Below is a concrete example of secure JWT authentication in FastAPI with Unicode normalization applied. The approach uses the unicodedata module to normalize strings to NFC and integrates with PyJWT for token decoding. Dependencies are expressed in requirements.txt for reproducibility.

# requirements.txt
fastapi==0.110.0
uvicorn==0.27.0
pyjwt==2.8.0

import unicodedata
from fastapi import FastAPI, Depends, HTTPException, status
from fastapi.security import HTTPBearer, HTTPAuthorizationCredentials
import jwt
from typing import Optional

app = FastAPI()
security_scheme = HTTPBearer()

SECRET_KEY = "your-secret-key"
ALGORITHM = "HS256"

# Normalize identifiers to NFC before storage and comparison
def normalize_identity(value: str) -> str:
    return unicodedata.normalize("NFC", value.strip())

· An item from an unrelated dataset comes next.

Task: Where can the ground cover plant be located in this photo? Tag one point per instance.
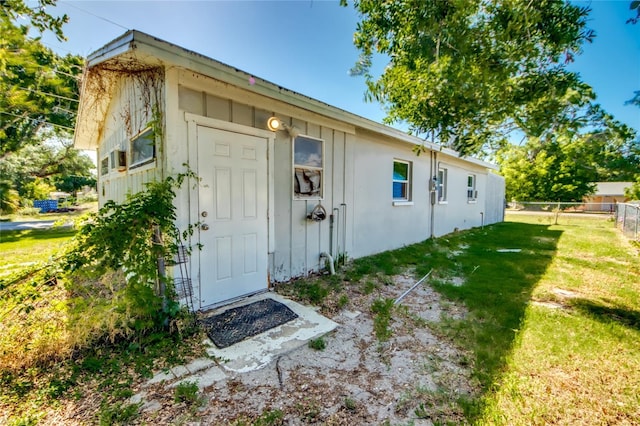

# Example user store (in practice, use a database)
USERS = {
    "alice": {"username": "alice", "roles": ["read"]},
    "bob": {"username": "bob", "roles": ["read", "write"]},
}

def decode_token(credentials: HTTPAuthorizationCredentials = Depends(security_scheme)) -> dict:
    try:
        payload = jwt.decode(credentials.credentials, SECRET_KEY, algorithms=[ALGORITHM])
        return payload
    except jwt.ExpiredSignatureError:
        raise HTTPException(
            status_code=status.HTTP_401_UNAUTHORIZED,
            detail="Token expired",
            headers={"WWW-Authenticate": "Bearer"},
        )
    except jwt.InvalidTokenError:
        raise HTTPException(
            status_code=status.HTTP_401_UNAUTHORIZED,
            detail="Invalid token",
            headers={"WWW-Authenticate": "Bearer"},
        )

def get_current_user(payload: dict = Depends(decode_token)) -> dict:
    # Normalize the identity claim from the token
    username_raw = payload.get("username")
    if not isinstance(username_raw, str):
        raise HTTPException(status_code=401, detail="Invalid username claim")
    username = normalize_identity(username_raw)
    user = USERS.get(username)
    if user is None:
        raise HTTPException(status_code=401, detail="User not found")
    return user

@app.get("/profile")
def read_profile(user: dict = Depends(get_current_user)):
    return {"message": f"Hello {user['username']}", "roles": user["roles"]}

Key points in this remediation:

• Normalization is applied to the incoming identity claim (username) before any lookup.
• The normalization function uses NFC, a widely recommended form for consistency.
• Storage and comparison use normalized values, preventing mismatch between token payload and stored identifiers.
• Token decoding remains separate and does not skip validation; normalization is integrated into the user resolution step.

For email-based flows, apply the same pattern to the email claim. If your authorization logic depends on scopes or roles, ensure those values are also normalized if they contain Unicode characters. When integrating with an existing codebase, audit all identity comparisons to confirm they operate on normalized data.